I told you guys in previous posts that I love Autumn. Because I can indulge in teas from all over the world. And read amazing books ❤❤❤. I'm particularly fond of Pablo Cohelo's The Alchemist and Veronika decides to die. I instantly connected & fell in love with his books. Because I am of Spanish descent and he is a very recognized Brazilian author. He is so incredible, that I bought all of his books. Anyhow, this is not the point of this article. I wanted to draw a clear distinction between Black, Oolong and Roobois teas because I don't think many people don't know the difference. Here it is: Oolong is a famous one in the tea lovers world, it's pronounced Wu-Long, like a histerical sounding Chinese name. I really like this one because it is very aromatic & smooth. Oolongs are among some of the worlds most expensive. They have a wide array of flavours. Southeastern China and Taiwan are the major top producers of this type of tea. I like the tea notes because they are in between a black tea and a green tea. Oolong tea is said to reduce grease in the arteries. I mean, c'mon this is such a freaking revelation anything cooler than this?
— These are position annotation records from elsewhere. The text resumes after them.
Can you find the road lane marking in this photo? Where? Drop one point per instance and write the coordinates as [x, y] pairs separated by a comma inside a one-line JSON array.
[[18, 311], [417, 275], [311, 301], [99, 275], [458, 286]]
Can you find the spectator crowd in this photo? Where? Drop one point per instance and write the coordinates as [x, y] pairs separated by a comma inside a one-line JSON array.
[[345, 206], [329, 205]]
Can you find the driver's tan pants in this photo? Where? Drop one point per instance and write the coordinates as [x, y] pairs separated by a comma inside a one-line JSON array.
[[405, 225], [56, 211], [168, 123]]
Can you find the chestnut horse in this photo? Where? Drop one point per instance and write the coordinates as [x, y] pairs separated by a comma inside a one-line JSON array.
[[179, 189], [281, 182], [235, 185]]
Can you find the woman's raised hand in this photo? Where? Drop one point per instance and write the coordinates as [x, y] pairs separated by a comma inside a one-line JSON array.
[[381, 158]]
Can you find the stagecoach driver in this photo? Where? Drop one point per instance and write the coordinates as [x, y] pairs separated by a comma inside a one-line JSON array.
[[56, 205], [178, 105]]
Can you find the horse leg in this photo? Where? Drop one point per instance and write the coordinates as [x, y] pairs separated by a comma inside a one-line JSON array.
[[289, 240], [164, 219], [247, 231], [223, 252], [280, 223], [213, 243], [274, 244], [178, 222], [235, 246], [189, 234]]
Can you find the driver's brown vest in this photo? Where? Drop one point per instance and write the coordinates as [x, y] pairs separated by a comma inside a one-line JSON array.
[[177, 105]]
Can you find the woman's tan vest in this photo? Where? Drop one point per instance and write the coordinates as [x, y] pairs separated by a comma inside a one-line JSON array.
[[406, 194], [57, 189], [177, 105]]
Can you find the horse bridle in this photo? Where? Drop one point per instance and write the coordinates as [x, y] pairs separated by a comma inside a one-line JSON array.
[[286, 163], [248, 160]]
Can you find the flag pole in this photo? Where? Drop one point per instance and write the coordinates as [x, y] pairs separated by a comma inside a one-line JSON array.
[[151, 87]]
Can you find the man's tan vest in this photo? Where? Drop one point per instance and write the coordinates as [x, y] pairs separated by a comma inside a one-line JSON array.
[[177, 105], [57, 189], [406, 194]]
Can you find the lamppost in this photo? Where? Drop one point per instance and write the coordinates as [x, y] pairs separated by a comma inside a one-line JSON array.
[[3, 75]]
Every person in  Japan, China and Taiwan consumes this tea, or else how do you think they are so slim? This is another of the benefits of this lovely tea. Real slimming. Black tea, I won't get too carried away with this one, but as important as it is this one is the most known variety in the West. The tea harvest of black tea will say a lot about it's flavour. The strengh of the black tea will determine its color when you brew it. It will usually yield the brightest, reddest color. Roy-boss, usually ideal for late evening or for people sensitive to caffeine. It is also very red, bright red. I prefer this one because it pairs so well with cookies and it has no trace whatsoever of bitterness or nasty aftertaste. Anyway, there you have it my friends, my three top favorite types of tea.